I’ve mentioned before on this website that my university’s affiliated hospital is an urban medical center that caters to a largely uninsured population. Its emergency department sees over a thousand new patients every day, effectively triages them, and provides care to whoever needs it. The dedicated physicians and nurses do all of this despite the numerous abuses of the system by the patients who come here. Unfortunately, due to all of these visits, the time between walking in the door and getting a physician’s ear for five minutes can take up to three hours. I warned the paramedics that I was going to be in for a wait if they didn’t alert the staff there that I was a medical student.

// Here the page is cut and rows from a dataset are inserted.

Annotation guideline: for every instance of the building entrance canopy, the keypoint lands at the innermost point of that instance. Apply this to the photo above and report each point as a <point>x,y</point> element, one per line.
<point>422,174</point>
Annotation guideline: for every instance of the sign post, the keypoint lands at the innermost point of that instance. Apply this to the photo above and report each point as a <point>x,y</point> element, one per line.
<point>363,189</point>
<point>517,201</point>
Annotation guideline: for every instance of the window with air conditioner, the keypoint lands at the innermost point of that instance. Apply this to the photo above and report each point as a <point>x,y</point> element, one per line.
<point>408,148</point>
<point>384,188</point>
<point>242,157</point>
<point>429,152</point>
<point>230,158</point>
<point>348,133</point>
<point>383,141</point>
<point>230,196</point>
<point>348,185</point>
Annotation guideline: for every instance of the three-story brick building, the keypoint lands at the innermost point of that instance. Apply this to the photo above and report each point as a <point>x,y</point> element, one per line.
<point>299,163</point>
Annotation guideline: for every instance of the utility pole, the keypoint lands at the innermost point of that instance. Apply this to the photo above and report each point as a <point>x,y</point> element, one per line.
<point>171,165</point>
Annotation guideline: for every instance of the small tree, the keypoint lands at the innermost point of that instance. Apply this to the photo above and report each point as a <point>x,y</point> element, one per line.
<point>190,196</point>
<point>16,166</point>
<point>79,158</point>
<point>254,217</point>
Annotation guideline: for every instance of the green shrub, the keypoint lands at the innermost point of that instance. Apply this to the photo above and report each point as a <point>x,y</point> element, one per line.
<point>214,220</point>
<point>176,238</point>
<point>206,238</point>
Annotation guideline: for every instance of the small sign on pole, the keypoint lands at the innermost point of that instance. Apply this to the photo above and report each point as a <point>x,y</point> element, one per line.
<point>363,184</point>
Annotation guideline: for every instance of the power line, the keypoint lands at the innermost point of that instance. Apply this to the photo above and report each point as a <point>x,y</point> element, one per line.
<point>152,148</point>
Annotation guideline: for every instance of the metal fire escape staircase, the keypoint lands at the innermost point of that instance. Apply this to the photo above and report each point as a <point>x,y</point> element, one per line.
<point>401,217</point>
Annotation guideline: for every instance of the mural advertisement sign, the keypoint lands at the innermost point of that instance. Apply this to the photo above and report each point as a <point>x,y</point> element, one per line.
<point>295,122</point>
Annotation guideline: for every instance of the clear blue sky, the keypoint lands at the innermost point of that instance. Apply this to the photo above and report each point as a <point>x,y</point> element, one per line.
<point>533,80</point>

In the past, whenever my classmates have needed emergent care, they simply pull out their student ID and precede to instantly seeing the attending. Unfortunately, I had been hit on a Saturday night and did not have my ID with me. The paramedics never did tell the physicians that I was a medical student. And I ended up staying in triage—tied to a backboard—for over two hours before finally being seen. Since I had so much free time on my hands, not being able to move and all, I used the stopwatch feature on my wrist watch to see just how long I would wait. I was right; the paramedics were wrong. I was there for a very long time. So long, in fact, that a police officer was able to arrive from the scene, take a statement, and then issue a ticket with the other person’s insurance information available. The only person from the hospital who came to talk to me during that time was from finance. She only wanted my insurance card. I told her that I was a medical student only to have her brush it off by saying, “They will take care of it.”
During the wait, I really felt as if I needed to use the restroom. I tried to flag down the nurses to let them know that I had to pee. No one was paying any attention. As people in scrubs walked by, I would say, “Excuse me, miss, could you help…” and then watched as the person ambled by without so much as looking at me. I thought about all the times I had ignored patients in the emergency department who try to get my attention for food, water, a trip to the bathroom, or whatever else was on their mind. I always ignored them, too, because I assumed that they were psychotic. And here I was, receiving the same treatment.
When I finally did get to see the physician, he was greatly annoyed that I had to stay out in triage for so long. Our hospital’s rule is that medical students and residents get seen instantly. He was frustrated to learn that no one had bothered to talk to me from the medical side in the entire time that I was held to the backboard. In the end, I didn’t suffer any broken bones. I didn’t even need stitches. I couldn’t receive them anyway. So much time had passed that I was ineligible for any kind of suturing. Luckily, the bleeding had stopped anyway. I was sore for the next few weeks, had a little difficulty walking because my hip was in so much pain, and now have several prominent scars on my head and face from where broken glass cut me during the collision.
I saw life as our patients see it: scared, wondering when I would be seen, and greatly annoyed that finance got to me before anyone in healthcare did.